The implications for a tear in the subducting Pacific plate are numerous and essential for our understanding of mantle dynamics. In the past, researchers have primarily concentrated on two-dimensional models of the flow in the mantle, where slabs are typically represented as infinite planes in a half space. The introduction of a tear, however, forces us to consider the three-dimensional nature of flow in the mantle. What happens near the edge of the exposed end of a subducting plate? How is flow near the edge modified by the more complicated boundary conditions and how do these affect the very nature of the slab itself? Our initial studies have focused on heating of slab by conduction and convective ablation. The shallowing of the seismicity in the northern part of the Kamchatka Arc suggests parts of the slab are potentially missing or have thinned considerably.
If slab rollback and trench-parallel asthenospheric flow are important, then a northward pattern of mantle flow should be clearly apparent in observations of velocity anisotropy. Initial results from studies of shear wave splitting in the mantle below Kamchatka suggest that there observable trench parallel anisotropy is small below the broadband array or offshore. Several observations in our northernmost stations, however, show significant anisotropy trending northwest-southeast, nearly parallel to the direction of the Pacific Plate. These observations seem to agree with the model that mantle is straining past the edge of the exposed slab north of the Aleutian-Kamchatka juncture.

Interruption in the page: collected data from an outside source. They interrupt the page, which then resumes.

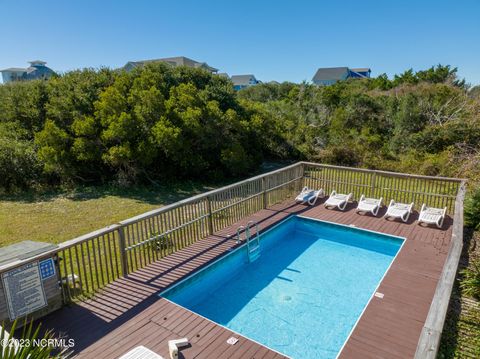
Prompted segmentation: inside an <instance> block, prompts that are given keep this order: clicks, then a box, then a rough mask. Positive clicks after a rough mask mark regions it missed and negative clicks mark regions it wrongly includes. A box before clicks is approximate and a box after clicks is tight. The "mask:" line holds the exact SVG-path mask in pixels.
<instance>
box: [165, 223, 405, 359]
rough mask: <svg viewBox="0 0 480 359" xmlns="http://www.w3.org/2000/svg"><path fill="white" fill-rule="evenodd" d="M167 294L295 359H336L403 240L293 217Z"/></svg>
mask: <svg viewBox="0 0 480 359" xmlns="http://www.w3.org/2000/svg"><path fill="white" fill-rule="evenodd" d="M260 243H261V255H260V257H259V259H257V260H256V261H254V262H252V263H249V261H248V254H247V250H246V248H245V247H241V248H239V249H237V250H235V251H233V252H232V253H230V254H229V255H227V256H225V257H224V258H222V259H220V260H219V261H217V262H214V263H213V264H212V265H210V266H209V267H207V268H205V269H204V270H202V271H200V272H198V273H197V274H195V275H193V276H192V277H190V278H187V279H186V280H184V281H182V282H181V283H179V284H178V285H177V286H175V287H173V288H171V289H169V290H167V291H166V292H164V293H162V294H161V295H162V296H163V297H165V298H167V299H169V300H171V301H173V302H175V303H177V304H179V305H181V306H184V307H186V308H188V309H190V310H192V311H194V312H196V313H198V314H200V315H202V316H204V317H206V318H209V319H211V320H213V321H215V322H217V323H219V324H221V325H224V326H226V327H227V328H229V329H231V330H233V331H236V332H238V333H240V334H242V335H244V336H246V337H248V338H251V339H253V340H255V341H257V342H259V343H261V344H263V345H266V346H268V347H270V348H272V349H275V350H277V351H279V352H281V353H283V354H285V355H288V356H290V357H292V358H335V357H336V356H337V354H338V353H339V351H340V349H341V348H342V346H343V344H344V342H345V341H346V339H347V338H348V336H349V334H350V332H351V331H352V329H353V327H354V326H355V323H356V322H357V320H358V319H359V317H360V316H361V314H362V312H363V310H364V308H365V307H366V305H367V304H368V302H369V300H370V298H371V297H372V295H373V294H374V292H375V290H376V288H377V287H378V285H379V283H380V281H381V279H382V278H383V276H384V274H385V273H386V271H387V270H388V268H389V266H390V264H391V263H392V261H393V259H394V257H395V255H396V254H397V253H398V251H399V249H400V247H401V245H402V243H403V239H402V238H399V237H393V236H387V235H384V234H381V233H376V232H370V231H366V230H361V229H357V228H354V227H348V226H343V225H337V224H334V223H329V222H322V221H318V220H312V219H307V218H304V217H300V216H292V217H290V218H288V219H286V220H284V221H283V222H281V223H280V224H278V225H276V226H275V227H273V228H272V229H270V230H268V231H267V232H265V233H263V234H262V235H261V237H260Z"/></svg>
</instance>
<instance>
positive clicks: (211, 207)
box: [205, 196, 213, 235]
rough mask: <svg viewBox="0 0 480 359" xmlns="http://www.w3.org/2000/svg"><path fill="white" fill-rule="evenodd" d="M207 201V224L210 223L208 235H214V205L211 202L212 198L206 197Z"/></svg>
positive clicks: (205, 197)
mask: <svg viewBox="0 0 480 359" xmlns="http://www.w3.org/2000/svg"><path fill="white" fill-rule="evenodd" d="M205 200H206V201H207V222H208V234H210V235H212V234H213V219H212V203H211V202H210V197H208V196H207V197H205Z"/></svg>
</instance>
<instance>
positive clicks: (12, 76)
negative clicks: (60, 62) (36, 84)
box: [0, 60, 55, 83]
mask: <svg viewBox="0 0 480 359" xmlns="http://www.w3.org/2000/svg"><path fill="white" fill-rule="evenodd" d="M29 63H30V66H29V67H27V68H21V67H10V68H8V69H4V70H0V72H1V73H2V79H3V83H9V82H13V81H28V80H37V79H48V78H49V77H51V76H52V75H54V74H55V71H53V70H52V69H51V68H49V67H47V66H45V65H46V64H47V63H46V62H45V61H40V60H34V61H29Z"/></svg>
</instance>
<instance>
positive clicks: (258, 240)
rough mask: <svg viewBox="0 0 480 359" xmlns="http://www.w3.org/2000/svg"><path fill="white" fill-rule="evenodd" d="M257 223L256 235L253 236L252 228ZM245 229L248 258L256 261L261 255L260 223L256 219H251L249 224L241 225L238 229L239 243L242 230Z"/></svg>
mask: <svg viewBox="0 0 480 359" xmlns="http://www.w3.org/2000/svg"><path fill="white" fill-rule="evenodd" d="M254 225H255V236H254V237H253V238H252V234H251V231H250V229H251V228H252V226H254ZM242 229H244V230H245V239H246V241H247V252H248V260H249V261H250V262H253V261H255V260H256V259H258V257H260V238H259V235H258V223H257V222H254V221H250V222H248V223H247V226H246V227H244V226H240V227H238V229H237V243H240V241H241V240H240V231H241V230H242Z"/></svg>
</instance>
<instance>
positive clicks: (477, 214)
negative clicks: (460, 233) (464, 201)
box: [465, 187, 480, 229]
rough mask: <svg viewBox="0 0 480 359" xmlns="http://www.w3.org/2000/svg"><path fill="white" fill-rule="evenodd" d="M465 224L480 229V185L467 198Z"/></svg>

Opportunities for exploring various aspects of geophysics abound in Kamchatka. During the SEKS experiment, we were fortunate to witness the ongoing explosive activity of Karymsky Volcano. Karymsky is located in a vast caldera complex, comparable in size and activity to Long Valley Caldera in California. On January 1, 1996, a M7.0 earthquake triggered massive eruptions of Karymsky Volcano and nearby Karymsky Lake. Since the initial eruptions, Karymsky has continuously erupted in Strombolean mode, exploding every 5 to 15 minutes for nearly 4 years. The numerous, repetitive small explosions provide excellent multiplicity of volcanic events, recorded annually by the members of the SEKS working group and students. In addition, observations of infrasonic acoustic (Jeff Johnson, University of Washington), COSPEC (Phil Kyle, New Mexico Inst. Tech; Toby Fischer, Berkeley), gravity (Emily Brodsky, Caltech), GPS (Dan Johnson, Central Washington University) and petrologic analyses (Alexei Ozerov, Institute of Volcanology, RAS) are being combined to distinguish models of conduit dynamics that control explosive activity. Our efforts in Kamchatka thus span several orders of magnitude in scale, from mantle to volcano conduit dynamics.